In this spiritually savvy volume, Housden contends that Americans are so pragmatic and driven that they have a hard time relishing the delights of this world. He challenges us to move beyond our culture of self-denial, negativism, and punishment to embrace "seven sins" the pleasures of the senses, being foolish, not knowing all the answers, giving up on perfection, doing nothing useful, celebrating the ordinary, and coming home. These pages are filled with tart and astute observations on changes we can make in the way we live so our days are more joyful.
The materialism that always seeks to purchase the latest product and never cherishes the one we bought last year is an attachment to novelty that can expand into an obsession. Better the adab practices of Sufis who kiss a book or a fallen object in the home as a sign of respect. Housden quotes a work by Salman Rushdie where he talks about the Indian habit of kissing holy books and other things as well.

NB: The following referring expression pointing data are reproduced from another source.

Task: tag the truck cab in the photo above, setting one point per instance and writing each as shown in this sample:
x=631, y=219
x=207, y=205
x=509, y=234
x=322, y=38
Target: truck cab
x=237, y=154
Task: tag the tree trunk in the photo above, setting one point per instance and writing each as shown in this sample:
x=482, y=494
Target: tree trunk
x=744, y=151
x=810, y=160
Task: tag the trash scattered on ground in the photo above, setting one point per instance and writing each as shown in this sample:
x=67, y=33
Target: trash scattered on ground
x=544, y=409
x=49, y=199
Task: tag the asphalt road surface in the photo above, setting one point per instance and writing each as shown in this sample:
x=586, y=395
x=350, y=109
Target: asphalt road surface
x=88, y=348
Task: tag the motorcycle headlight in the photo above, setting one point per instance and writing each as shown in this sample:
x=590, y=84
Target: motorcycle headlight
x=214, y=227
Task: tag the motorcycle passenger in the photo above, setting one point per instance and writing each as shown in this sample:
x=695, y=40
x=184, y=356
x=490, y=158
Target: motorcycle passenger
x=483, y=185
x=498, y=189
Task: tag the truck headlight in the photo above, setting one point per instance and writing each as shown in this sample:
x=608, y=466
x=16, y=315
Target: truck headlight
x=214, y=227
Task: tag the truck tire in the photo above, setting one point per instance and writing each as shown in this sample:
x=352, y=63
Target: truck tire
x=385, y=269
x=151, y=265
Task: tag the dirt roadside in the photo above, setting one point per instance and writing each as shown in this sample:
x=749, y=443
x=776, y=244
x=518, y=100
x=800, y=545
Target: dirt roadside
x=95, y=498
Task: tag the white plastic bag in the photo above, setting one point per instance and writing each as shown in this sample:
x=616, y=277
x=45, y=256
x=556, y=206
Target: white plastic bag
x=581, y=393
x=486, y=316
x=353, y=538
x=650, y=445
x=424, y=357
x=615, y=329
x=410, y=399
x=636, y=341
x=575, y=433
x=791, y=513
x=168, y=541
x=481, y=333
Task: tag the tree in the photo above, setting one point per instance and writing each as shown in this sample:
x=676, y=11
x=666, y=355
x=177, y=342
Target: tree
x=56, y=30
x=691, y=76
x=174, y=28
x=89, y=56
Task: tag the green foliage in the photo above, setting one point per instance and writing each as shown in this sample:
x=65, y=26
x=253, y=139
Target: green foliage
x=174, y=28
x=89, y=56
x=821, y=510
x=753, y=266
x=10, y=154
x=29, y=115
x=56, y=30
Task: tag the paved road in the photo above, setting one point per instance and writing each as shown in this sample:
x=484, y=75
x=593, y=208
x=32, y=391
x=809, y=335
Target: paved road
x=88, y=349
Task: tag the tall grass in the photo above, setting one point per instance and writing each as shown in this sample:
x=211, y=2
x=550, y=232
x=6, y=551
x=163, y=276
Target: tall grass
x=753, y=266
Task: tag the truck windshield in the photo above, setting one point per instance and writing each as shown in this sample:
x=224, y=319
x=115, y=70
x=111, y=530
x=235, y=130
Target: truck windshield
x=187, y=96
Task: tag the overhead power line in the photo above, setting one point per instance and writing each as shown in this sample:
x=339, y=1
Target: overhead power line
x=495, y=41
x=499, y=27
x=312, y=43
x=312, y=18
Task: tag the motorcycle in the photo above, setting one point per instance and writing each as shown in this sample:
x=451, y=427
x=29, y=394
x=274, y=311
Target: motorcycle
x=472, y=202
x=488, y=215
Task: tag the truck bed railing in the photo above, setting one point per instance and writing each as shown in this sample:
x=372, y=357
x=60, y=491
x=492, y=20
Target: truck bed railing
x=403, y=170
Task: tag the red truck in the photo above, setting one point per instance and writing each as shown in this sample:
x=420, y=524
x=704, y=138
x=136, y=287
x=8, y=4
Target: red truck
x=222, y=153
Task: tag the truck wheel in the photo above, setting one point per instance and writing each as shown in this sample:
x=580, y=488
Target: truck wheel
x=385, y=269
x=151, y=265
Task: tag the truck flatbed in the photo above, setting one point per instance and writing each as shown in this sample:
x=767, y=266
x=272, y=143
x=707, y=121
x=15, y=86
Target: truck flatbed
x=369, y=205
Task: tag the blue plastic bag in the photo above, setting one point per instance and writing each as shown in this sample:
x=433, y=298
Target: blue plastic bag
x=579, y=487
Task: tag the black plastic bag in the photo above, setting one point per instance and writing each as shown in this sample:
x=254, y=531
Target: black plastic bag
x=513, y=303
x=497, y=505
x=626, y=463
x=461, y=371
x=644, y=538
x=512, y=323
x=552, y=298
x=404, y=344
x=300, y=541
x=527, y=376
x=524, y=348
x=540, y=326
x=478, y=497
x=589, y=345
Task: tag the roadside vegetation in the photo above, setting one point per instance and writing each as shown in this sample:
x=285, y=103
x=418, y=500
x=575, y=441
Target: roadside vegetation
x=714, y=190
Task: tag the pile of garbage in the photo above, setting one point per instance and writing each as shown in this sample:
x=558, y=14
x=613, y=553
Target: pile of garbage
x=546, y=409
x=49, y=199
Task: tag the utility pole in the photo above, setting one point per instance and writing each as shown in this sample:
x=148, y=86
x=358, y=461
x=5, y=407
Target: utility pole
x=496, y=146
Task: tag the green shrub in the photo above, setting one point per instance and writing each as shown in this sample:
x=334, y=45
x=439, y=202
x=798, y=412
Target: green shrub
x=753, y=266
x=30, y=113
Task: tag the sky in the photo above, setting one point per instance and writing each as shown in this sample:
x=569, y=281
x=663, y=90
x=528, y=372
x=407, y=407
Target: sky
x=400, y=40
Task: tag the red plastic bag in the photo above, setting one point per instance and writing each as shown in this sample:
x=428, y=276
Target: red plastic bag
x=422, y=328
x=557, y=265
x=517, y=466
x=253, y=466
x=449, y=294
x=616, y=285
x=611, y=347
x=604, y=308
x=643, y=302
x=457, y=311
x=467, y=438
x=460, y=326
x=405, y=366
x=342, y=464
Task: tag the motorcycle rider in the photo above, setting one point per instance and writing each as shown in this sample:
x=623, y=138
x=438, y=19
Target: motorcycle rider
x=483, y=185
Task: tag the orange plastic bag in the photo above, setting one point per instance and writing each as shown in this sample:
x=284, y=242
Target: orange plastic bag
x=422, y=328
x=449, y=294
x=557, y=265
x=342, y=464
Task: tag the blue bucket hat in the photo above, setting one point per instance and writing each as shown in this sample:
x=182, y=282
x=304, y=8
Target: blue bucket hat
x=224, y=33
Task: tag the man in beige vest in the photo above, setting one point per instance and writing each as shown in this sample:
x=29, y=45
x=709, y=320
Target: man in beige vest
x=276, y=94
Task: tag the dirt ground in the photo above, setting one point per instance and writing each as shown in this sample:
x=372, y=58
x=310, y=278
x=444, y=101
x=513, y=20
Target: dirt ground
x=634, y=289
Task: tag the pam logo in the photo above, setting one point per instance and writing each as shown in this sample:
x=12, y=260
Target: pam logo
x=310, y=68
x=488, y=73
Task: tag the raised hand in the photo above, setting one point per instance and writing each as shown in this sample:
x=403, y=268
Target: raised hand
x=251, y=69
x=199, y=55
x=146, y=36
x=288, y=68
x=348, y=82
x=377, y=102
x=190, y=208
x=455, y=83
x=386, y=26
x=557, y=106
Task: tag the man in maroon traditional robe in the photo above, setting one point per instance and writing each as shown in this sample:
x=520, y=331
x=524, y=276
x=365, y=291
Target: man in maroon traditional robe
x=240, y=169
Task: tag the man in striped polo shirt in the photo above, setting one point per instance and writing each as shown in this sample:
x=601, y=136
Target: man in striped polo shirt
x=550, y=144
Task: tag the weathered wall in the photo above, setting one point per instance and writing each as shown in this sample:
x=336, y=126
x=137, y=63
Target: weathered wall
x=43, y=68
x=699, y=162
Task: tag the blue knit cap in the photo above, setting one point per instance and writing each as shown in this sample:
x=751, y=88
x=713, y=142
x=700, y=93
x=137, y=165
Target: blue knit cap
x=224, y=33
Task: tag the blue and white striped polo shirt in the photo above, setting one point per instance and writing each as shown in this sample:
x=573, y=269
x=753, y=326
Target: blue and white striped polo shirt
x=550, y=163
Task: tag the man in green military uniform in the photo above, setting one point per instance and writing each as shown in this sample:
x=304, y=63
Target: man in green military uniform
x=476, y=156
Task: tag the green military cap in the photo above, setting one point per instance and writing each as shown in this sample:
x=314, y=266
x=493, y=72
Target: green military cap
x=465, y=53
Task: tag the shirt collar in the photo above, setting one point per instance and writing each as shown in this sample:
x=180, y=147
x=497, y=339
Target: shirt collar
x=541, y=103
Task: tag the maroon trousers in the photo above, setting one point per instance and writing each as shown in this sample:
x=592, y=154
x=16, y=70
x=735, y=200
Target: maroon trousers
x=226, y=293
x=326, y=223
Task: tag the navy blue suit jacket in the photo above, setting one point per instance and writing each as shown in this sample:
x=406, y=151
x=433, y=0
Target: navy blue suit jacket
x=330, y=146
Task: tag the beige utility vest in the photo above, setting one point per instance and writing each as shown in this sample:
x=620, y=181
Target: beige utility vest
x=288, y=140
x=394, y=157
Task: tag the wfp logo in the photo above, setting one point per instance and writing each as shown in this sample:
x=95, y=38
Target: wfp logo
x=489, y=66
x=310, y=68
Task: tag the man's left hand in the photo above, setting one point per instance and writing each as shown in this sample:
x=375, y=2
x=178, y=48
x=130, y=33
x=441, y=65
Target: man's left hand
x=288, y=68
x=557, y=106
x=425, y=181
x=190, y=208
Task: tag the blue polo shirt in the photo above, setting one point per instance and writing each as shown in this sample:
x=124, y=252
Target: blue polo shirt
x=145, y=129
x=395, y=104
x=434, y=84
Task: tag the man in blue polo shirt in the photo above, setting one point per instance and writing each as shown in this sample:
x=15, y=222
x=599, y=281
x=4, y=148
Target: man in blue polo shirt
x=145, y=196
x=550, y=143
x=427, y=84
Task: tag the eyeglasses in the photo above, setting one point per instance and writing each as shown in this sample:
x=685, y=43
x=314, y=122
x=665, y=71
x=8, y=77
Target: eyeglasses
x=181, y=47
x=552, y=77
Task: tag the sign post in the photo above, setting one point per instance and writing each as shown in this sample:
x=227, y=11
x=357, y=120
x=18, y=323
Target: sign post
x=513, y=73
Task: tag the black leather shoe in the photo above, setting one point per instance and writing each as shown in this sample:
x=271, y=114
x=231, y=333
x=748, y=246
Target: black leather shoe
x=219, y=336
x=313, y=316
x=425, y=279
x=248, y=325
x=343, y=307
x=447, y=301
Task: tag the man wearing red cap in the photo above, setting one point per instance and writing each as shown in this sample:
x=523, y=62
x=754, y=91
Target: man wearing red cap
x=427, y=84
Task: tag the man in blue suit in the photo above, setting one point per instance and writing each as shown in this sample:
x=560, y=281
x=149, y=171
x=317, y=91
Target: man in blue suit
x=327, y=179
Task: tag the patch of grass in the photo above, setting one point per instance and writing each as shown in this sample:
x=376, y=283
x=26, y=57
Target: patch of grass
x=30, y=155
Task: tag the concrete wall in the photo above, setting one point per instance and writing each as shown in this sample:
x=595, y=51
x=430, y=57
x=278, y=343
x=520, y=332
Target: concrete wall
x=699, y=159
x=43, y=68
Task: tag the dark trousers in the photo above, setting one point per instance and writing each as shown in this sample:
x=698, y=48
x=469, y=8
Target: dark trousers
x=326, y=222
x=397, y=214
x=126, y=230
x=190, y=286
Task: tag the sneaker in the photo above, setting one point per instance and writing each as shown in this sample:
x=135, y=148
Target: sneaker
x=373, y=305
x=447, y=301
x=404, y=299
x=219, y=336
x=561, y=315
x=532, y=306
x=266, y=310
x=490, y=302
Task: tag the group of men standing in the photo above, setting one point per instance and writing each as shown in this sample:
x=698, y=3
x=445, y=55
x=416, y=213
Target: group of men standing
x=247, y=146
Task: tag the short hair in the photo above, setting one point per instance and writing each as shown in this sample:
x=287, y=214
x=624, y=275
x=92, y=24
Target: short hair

There is a playfulness to some of the seven sins. Housden acknowledges that in his moments of foolishness, he has felt closely connected to others. He concurs with Wes Nisker who suggests that the best thing for humanity would be to celebrate our foolishness and to rejoice together on April Fool's Day. This is all a far cry from Housden's own admission of doing things to accentuate his specialness and to have others be impressed by how different he is. The virtues explored in this imaginative work open our hearts and minds to a less calculating, anxious, and productive way of life.